Editorial: Baylor School of Law can’t afford another big mistake

Esteban Diaz | Editorial Cartoonist
Esteban Diaz | Editorial Cartoonist

Recently, officials at the Baylor School of Law made a blunder that got a lot of people talking and made many more concerned about the safety of their personal information.

On April 3, an email was sent to students accepted to the Baylor School of Law in fall to inform them of a payment deadline extension. The email, however, contained an attachment with a spreadsheet listing the personal information including ethnicity, names, LSAT scores, GPAs, degrees, phone numbers and addresses.

The email was sent at 12:39 p.m., followed by a recall message at 1:10, and an apology was sent to the students 7:32 p.m. by the university after it had been alerted of the situation. The apology email asked students to “treat the document as confidential, just as you would as a lawyer, and delete the information.” It also expressed the university’s “deepest apologies” and told students the university had “taken steps to ensure that such a mistake is not made in the future.”

While the incident was an accident, the university could have easily avoided the whole mishap. The attachment slipped past the eyes of staff members that should have checked the email before sending it. Furthermore, files with sensitive information should be encrypted to keep unauthorized people from viewing the data.

This spreadsheet, shown in part with personal information censored, was accidentally sent on April 3 to students accepted to the Baylor School of Law. The spreadsheet had data including students’ LSAT scores and addresses.
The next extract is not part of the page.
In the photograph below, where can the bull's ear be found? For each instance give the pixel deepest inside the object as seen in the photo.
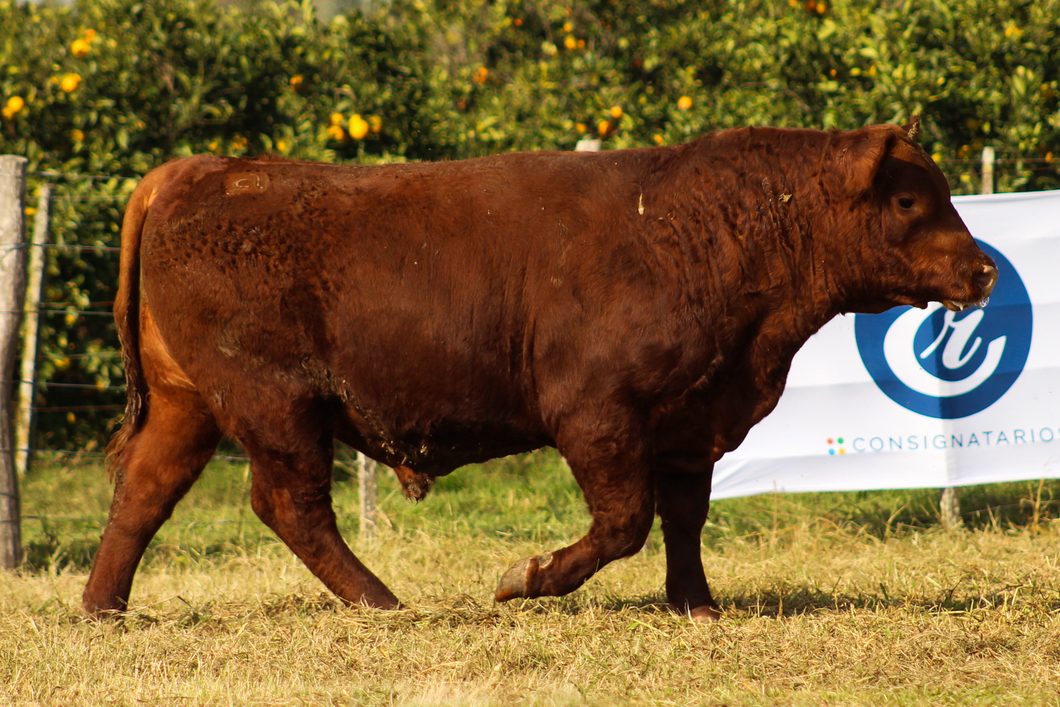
(860, 161)
(913, 128)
At least one law student was concerned about the negative attention brought to Baylor as a result of the mistake. “As a current law student, my career prospects hinge on the good name and reputation attached to the words ‘Baylor Law School’ on my résumé, and the value of those words just took a punch to the gut,” the student told the Lariat in an email.

Despite Baylor’s sincere apology to the students, the email reflects poorly on Baylor and its staff. It is good they are taking measures to prevent things like this from happening again, but it shouldn’t have happened in the first place. Releasing this spreadsheet tells prospective students that Baylor is sloppy with students’ personal information. Even worse is the fact that it took the university nearly seven hours to be made aware of the mistake and respond to students.

Even though the university said it appears the information has not been used for illicit purposes, the leak poses a hazard to students’ privacy.

All university departments and schools, not just the law school, need to make sure they are taking precautions to keep students’ information safe from unwanted eyes and accidents. With the resources Baylor has, this hopefully never happens again.